The error-learner hook does this automatically for tool errors: records the pattern, suggests the fix next time, tracks whether the fix worked, adjusts confidence. It's a SQLite database with reinforcement learning characteristics.


Voice system

Create AI writing profiles that match a specific person's style. Bring your own writing samples, the system extracts measurable patterns, validates generated content against those patterns, and flags AI tells. See docs/VOICE-SYSTEM.md.

No pre-built voices included. The infrastructure ships; your voice is yours to create.


What's included

Component Description
Domain agents Specialized experts for Go, Python, TypeScript, Kubernetes, databases, and more
Workflow skills TDD, debugging, refactoring, code review, PR pipelines, content creation
Event hooks Error learning, auto-planning, retro injection, context archiving
Review agents Parallel specialist reviewers across security, concurrency, performance, and more
Pipeline generator Say "I need a pipeline for X" and the system builds agents, skills, and routing for it
Voice system Clone a writing style with deterministic validation
PR workflow /pr-sync stages, commits, pushes, and creates PRs in one command
.local/ overlay Your private customizations that survive git pull

FAQ

Q: How do I get started? A: Read the patterns first. Pick an agent or skill that's close to your domain and study how it's structured. Then either install the whole system or adapt the patterns to your own setup.

Q: Can I use just parts of it? A: Yes. Delete what you don't want. The router adapts to what's available. Hooks can be individually disabled in settings.json.

Q: How is this different from Superpowers? A: Different tools for different needs. Superpowers is a clean workflow system (brainstorm, plan, build, review, ship) that installs in one command and works on multiple platforms. This toolkit focuses on deep domain agents with high context, a router that matches you to the right specialist, multi-wave review, and a knowledge system that compounds over time. One is a workflow. This is an arsenal. They're not competing.

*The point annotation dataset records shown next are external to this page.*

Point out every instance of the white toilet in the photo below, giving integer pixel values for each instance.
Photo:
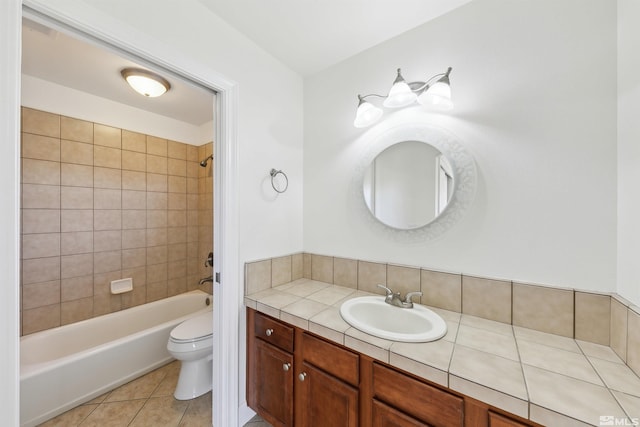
(191, 342)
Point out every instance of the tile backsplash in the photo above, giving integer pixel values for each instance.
(101, 203)
(586, 316)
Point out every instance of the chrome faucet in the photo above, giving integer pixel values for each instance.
(393, 298)
(205, 280)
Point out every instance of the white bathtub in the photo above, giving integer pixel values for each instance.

Q: Will this slow down my sessions? A: Hooks add ~200ms at session start. After that, agents only load when invoked. The comprehensive review takes longer because you're running waves of parallel agents.

Q: I only write Python. Why are there Go agents? A: They're markdown files doing nothing until invoked. The cost of having them is zero. The cost of needing one and not having it is a bad session.


License

MIT License. See LICENSE for details.